The citrus opens too tart–soured by the sandalwood, maybe–but then berries and a bit of spice get stirred in, sweetened with floral syrup. The moody violet/cassis finish on the skin is nice, after the first disappointing hour–the start seems like something you’d taste in the dairy aisle at the happy-hippy food co-op, rather than a fragrance.
Soft solid that goes on with sugared grapefruit and sinks into the skin with lovely green forest woods. The cedar pushes it to the masculine end of unisex, but the musk at the end is sweet. Lasts a good three hours an inch off the hands.
Comforting and friendly. A great one to give as a gift.
Cardamom bombs the opening, the same throat closing assault when entering any truck stop store outside Paris, Appalachia–menthol cigarette ash and candy bars–but then it slowly melts into the skin with tobacco and vanilla a la Tom Ford.
Not many people realize Tom Waits actually wrote this one–also harsh and mellow.
(I’m falling in love with these solid perfumes. Airplane friendly and moisturizing!)
Zazou–surprisingly, given the twee packaging–is a sophisticated little neroli limeade spiked with aqvavit.
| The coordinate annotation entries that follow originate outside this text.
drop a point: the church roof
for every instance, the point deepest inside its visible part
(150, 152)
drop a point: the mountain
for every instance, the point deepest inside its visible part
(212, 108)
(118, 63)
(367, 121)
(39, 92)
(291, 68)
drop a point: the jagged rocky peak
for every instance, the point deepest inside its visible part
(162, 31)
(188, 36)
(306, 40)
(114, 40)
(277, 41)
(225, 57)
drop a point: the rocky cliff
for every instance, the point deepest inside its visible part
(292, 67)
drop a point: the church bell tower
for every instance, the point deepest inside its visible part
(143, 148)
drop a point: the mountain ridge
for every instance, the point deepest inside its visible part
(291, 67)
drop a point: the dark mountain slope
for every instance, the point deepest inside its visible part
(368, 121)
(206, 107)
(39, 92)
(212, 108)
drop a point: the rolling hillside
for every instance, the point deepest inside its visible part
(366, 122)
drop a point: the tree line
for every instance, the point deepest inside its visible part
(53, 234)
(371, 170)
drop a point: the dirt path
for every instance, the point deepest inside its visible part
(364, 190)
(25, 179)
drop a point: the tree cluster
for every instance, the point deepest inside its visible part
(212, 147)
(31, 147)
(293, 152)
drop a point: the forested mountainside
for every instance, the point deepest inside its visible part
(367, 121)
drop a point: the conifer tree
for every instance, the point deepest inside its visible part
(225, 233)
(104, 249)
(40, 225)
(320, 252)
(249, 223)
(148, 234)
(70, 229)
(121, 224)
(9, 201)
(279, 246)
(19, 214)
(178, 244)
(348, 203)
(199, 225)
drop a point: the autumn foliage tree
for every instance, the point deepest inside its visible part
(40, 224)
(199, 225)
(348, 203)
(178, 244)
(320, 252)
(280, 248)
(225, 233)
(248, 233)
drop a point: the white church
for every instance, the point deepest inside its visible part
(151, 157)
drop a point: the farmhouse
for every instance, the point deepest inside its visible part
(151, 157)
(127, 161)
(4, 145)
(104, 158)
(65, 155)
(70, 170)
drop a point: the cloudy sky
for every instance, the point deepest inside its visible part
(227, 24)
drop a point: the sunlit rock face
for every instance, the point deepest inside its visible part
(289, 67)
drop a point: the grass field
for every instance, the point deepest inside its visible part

It opens fresh, a zing of citrus as it warms up on the skin, then relaxes and turns floral with an herbal undercurrent.
Sits just above the skin for hours until sinking under into warm green woods.
The Zazou subculture in France most likely took their name from Cab Calloway’s scat riff “Zaz, zuh, zah!”
This one was disappointing–the performance is just so bad–and the canister has sat on a shelf for three years. I don’t know anyone in the 5-8 year old range (old enough not to lick it, but young enough to pretend it has any scent) who might enjoy playing dress-up.
This evening I scooped out the solid with a butter-knife (it has the consistency of ChapStick) and smushed it all into a tealight. After 90 minutes of burning, my hallway lav smells nicely of sweet, slightly scorched peaches. I’ve paid more for lesser candles, so no complaints.